俺の為に死んでくれるか

 「痺れ薬を矢に塗って、やぐらの兵隊に喰らわせようっていうんだな。さすが親父だ」

 嬉しそうにするイングとは裏腹に、私の表情は曇ったままだった。

 「ウパの根でつくった痺れ薬は、とても効果が弱い。だから誰でも買えるわけだ。初めて来た町で、人間を殺せるような毒を売っている店を見つけるのは難しいし、売ってもらえないこともある。兵隊に通報されて、捕まる可能性もある。だから、弱いが誰にでも売ってもらえる毒を買ったわけだ。ウパの根にルブの葉を混ぜれば、かなり強い効果を発揮するはずだが、ルブの葉は毒なので売っている店はない」

 とりあえず、宿を確保するために大通りに戻り、雑貨屋で細いが丈夫な縄を買うついでに、店主にお勧めの宿屋を教えてもらうことにする。洞窟屋という宿屋が安く、布団が清潔で飯がうまいということをきき、まずは荷物を置くために宿屋へ向かうことにした。
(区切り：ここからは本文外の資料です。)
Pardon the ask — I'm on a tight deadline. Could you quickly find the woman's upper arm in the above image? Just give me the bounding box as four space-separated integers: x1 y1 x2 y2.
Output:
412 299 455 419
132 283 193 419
 ほどなく洞窟屋という看板を見つけ、二人用の部屋を一つ借りる手はずを整える。二人で食事つき銅銭二十枚。買ってきた弓と矢、縄などを宿屋の主人に預けて、再び町へ戻る。町の北側には、食料品を販売する市場があるということなので、軍隊の駐屯している町の中心部近くを通過して北へ向かうことにする。これくらいの規模の町なら、天幕で野営するのではなく常設の宿舎があるはずだ。

 しばらく進むと、煉瓦れんがでつくった二階建ての建物が見えてくる。煉瓦造りの二階建ての建築物は、ここより西には存在しないだろう。城塞で囲まれている都市だからこそ、土地を有効活用するために造られたものだ。掲げられている旗は、ギュッヒン侯の剣と獅子のもの。天幕であれば、兵士の数がわかるのだろうが、煉瓦造りの兵舎なので兵員数をはかるのは難しいだろう。
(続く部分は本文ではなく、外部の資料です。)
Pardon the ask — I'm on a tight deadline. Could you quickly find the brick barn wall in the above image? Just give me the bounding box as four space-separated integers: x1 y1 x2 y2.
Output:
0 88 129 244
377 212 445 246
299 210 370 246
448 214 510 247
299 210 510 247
 柵で囲まれた軍の建物のすぐ外には、猥雑な絵の描かれた平屋の建物が並んでいる。兵隊向けの娼館だろう。イングがチラチラと娼館の方に視線を送っているが、今はそんなことをしている場合ではない。

 「イング、今はこういう店に寄っている時間はないぞ。北の市場が閉まる前に、食料品の値段を確認しておく必要がある」

 「わかってるよ、親父。なんというか、懐かしく思っただけだ」

 そうはいいながらも、イングの視線は娼館らしき方向に釘付けだった。

 「それに、自分ではわかってないかもしれないが、私もお前も垢だらけでものすごく臭いぞ。女にも嫌われて、相手にされないに違いない」

 イングは自分の体の臭いを嗅ぐが、首をひねった。

 「それほど臭いようには思えねえがな」

 しかし、それ以降は娼館に目をやらなかったところから、本人も臭いといわれたことを気にしはじめたようだった。

 日が暮れ始める前に町の北側にある市場へ到着し、乾物を売っている店を中心に品物の値段を見て回る。フェイルの町を占領したときに、天幕の中に正銀貨が十枚あったのを接収していたので、正銀貨六枚ほどの食料を買い付けることができる。鬼角族が肉しか食べないことから、干し肉や腸詰のようなものを買い集める必要がある。それに油だ。

 この町では豚肉の方が安く、塩漬け豚肉が手に入れやすかったが、重さのことを考えると干し肉が望ましい。牛の干し肉、羊の干し肉、豚の腸詰などは少し値が張るが、二頭の馬に積める量を考えると丁度いいかもしれない。値段だけ確認し、今日は買わずに宿屋に戻ることにする。


 パンとスープの夕食を食べ終わり、寝台の二つある部屋に戻る。お湯と海綿を二つ頼み、体をぬぐう。イングも昼間に臭いといったことを気にしているのか、おとなしく海綿で体を吹いていた。体臭は、時に自分の存在を相手に知らせてしまうことになるので、清潔に保つことは重要なことだが、野営続きではそれも難しいのだ。

 「なあ、イング」

 「なんだい、親父」

 私は、昼間からずっと考えていたことを告げる決心をした。